Clearly, the Rays and St. Pete haven't found common ground yet on the ground rules of a search: either the financial terms or the legal limitations, designed to protect St. Pete's contractual interests. However, Foster denied negotiations have stalled.
"(The Rays have) been a model organization, extraordinarily capable. Under this ownership, they've done everything in their power to make their ballpark situation work. They have a very, very, very competitive club. Years have ticked by with no progress to resolve the situation. And frankly -- and this is coming directly from me -- baseball needs a resolution to this problem."So MLB "needs a resolution" to the region's hesitance to spend half a billion dollars on a new stadium. I guess it would be too much to suggest MLB open up its checkbook for a "resolution?"
USA Today's Bob Nightengale, who was the first to report on Selig's comments, even questioned how much Selig could do, telling WTSP's Chris Fischer, "I just don’t know if there’s another city in the county that there’s a good spot for baseball."
The Rays' owner spoke Thursday as well:
"We just want to look at a number of spots in the Tampa Bay area," Sternberg said. "St. Petersburg has threatened to talk to anybody who talks to us. It's a free country -- we can do whatever we want to do -- but I guess it becomes a potential legal issue for anybody who wants to talk to us. Tampa, in particular, has decided not to because of the threats. We can't do the deep down dive to explore the situation because of this."
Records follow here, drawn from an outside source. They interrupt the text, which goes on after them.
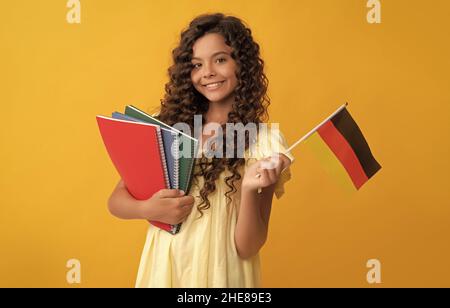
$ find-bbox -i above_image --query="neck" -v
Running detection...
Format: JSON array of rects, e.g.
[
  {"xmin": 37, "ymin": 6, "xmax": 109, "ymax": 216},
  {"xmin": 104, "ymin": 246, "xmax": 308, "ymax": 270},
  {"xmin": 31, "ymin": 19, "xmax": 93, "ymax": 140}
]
[{"xmin": 205, "ymin": 100, "xmax": 233, "ymax": 124}]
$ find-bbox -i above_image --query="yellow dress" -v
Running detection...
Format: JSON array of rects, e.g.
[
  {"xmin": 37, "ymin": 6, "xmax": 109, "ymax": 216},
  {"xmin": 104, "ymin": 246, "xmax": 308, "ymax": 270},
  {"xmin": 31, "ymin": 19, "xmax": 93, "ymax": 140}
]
[{"xmin": 136, "ymin": 126, "xmax": 294, "ymax": 288}]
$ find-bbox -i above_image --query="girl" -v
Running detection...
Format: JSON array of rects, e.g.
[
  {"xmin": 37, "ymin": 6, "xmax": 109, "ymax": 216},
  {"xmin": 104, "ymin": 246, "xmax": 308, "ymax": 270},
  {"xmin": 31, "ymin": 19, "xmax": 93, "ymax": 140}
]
[{"xmin": 108, "ymin": 14, "xmax": 293, "ymax": 287}]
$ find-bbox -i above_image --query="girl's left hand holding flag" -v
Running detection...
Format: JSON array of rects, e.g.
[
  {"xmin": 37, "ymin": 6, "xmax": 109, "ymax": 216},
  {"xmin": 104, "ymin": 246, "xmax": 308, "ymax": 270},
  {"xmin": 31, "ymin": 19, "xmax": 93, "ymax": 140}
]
[{"xmin": 242, "ymin": 153, "xmax": 291, "ymax": 193}]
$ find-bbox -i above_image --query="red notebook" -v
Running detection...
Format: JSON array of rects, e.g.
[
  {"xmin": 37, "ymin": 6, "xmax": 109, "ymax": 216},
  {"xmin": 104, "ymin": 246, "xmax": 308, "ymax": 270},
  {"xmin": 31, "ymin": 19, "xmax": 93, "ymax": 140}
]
[{"xmin": 96, "ymin": 116, "xmax": 179, "ymax": 234}]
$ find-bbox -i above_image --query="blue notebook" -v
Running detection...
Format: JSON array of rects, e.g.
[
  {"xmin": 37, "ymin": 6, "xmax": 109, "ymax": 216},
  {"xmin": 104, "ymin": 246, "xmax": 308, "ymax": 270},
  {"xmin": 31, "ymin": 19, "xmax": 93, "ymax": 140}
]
[{"xmin": 112, "ymin": 112, "xmax": 180, "ymax": 189}]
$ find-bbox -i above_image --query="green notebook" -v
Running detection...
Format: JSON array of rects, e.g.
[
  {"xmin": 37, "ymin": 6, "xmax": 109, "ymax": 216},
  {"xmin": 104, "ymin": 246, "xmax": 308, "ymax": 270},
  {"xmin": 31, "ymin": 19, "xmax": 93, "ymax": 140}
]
[{"xmin": 125, "ymin": 105, "xmax": 198, "ymax": 194}]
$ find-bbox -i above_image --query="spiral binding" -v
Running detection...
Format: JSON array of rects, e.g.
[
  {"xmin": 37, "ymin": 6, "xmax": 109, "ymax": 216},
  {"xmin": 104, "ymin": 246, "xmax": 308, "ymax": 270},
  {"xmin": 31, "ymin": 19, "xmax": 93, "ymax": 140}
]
[
  {"xmin": 172, "ymin": 134, "xmax": 180, "ymax": 189},
  {"xmin": 156, "ymin": 127, "xmax": 170, "ymax": 188}
]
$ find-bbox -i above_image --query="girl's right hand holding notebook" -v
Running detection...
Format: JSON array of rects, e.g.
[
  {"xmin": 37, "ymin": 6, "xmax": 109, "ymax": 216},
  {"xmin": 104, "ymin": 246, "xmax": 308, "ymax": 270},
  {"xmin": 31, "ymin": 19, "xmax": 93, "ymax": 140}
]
[
  {"xmin": 140, "ymin": 189, "xmax": 194, "ymax": 225},
  {"xmin": 108, "ymin": 180, "xmax": 194, "ymax": 225}
]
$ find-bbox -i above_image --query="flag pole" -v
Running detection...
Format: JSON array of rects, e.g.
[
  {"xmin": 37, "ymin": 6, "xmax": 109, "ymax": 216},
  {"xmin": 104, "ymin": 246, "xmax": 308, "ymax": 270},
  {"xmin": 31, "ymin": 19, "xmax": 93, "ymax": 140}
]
[{"xmin": 284, "ymin": 102, "xmax": 348, "ymax": 154}]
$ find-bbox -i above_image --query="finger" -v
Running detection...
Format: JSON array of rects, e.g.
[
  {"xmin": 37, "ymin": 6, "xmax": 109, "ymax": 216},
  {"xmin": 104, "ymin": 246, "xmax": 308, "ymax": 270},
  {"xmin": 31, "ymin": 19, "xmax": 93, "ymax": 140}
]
[
  {"xmin": 158, "ymin": 189, "xmax": 184, "ymax": 198},
  {"xmin": 267, "ymin": 169, "xmax": 278, "ymax": 184},
  {"xmin": 259, "ymin": 169, "xmax": 269, "ymax": 186},
  {"xmin": 260, "ymin": 158, "xmax": 276, "ymax": 169},
  {"xmin": 179, "ymin": 196, "xmax": 195, "ymax": 207}
]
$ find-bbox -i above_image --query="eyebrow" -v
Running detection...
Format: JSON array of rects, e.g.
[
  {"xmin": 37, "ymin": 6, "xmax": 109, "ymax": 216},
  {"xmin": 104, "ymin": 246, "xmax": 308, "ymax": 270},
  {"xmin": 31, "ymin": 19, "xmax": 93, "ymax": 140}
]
[{"xmin": 192, "ymin": 51, "xmax": 230, "ymax": 60}]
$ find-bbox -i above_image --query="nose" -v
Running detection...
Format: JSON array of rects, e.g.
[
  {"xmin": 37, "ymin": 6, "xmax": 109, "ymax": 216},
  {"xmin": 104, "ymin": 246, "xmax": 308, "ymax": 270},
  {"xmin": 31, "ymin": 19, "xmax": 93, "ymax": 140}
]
[{"xmin": 203, "ymin": 64, "xmax": 216, "ymax": 78}]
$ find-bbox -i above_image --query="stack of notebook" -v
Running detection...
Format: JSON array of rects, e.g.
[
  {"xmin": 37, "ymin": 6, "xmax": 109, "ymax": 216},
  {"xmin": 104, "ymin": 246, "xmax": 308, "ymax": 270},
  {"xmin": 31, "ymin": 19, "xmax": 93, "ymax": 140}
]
[{"xmin": 96, "ymin": 105, "xmax": 198, "ymax": 234}]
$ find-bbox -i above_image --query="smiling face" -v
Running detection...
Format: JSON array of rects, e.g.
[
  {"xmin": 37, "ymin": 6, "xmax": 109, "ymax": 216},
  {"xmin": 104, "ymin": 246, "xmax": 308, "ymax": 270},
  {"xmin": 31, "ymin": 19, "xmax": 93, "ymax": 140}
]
[{"xmin": 191, "ymin": 33, "xmax": 238, "ymax": 104}]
Sternberg and Selig go back to their trusty well here, using public opinion to leverage St. Pete off its contract. St. Pete's council chair, Karl Nurse, told the Tampa Tribune that Selig's comments were the “usual pressure on the city to go borrow several hundred million dollars and buy us another facility...I guess if they bring a big enough checkbook, that would be just fine...I assume their intention is not to bring a big checkbook.”
Sternberg said the club is surviving on revenue sharing, but his fellow owners are beginning to wonder how long it's going to take for the Rays to reach some sort of self-sustained economic stability.
"The key here is to recognize that without the revenue-sharing dollars, we wouldn't even be able to compete or do what we're doing.
"The other owners are looking at this and saying, 'How many years is this going to be? How much money is this going to be to a failing situation?'"
Revenue sharing will never go away; it's a mechanism MLB set up to ensure teams in smaller media markets could still compete with teams in large media markets. Everyone in MLB is making money, and everytime a new stadium is built on someone else's dime, everyone in MLB profits even more. No one team can cost any other team huge amounts of money.
So is it really the fault of Bill Foster, Karl Nurse, Bob Buckhorn, Rays fans, or Tampa Bay taxpayers that MLB's owners aren't getting richer as fast as they'd like? Or is it simply because MLB built its business model this way (and done quite well under it, too)?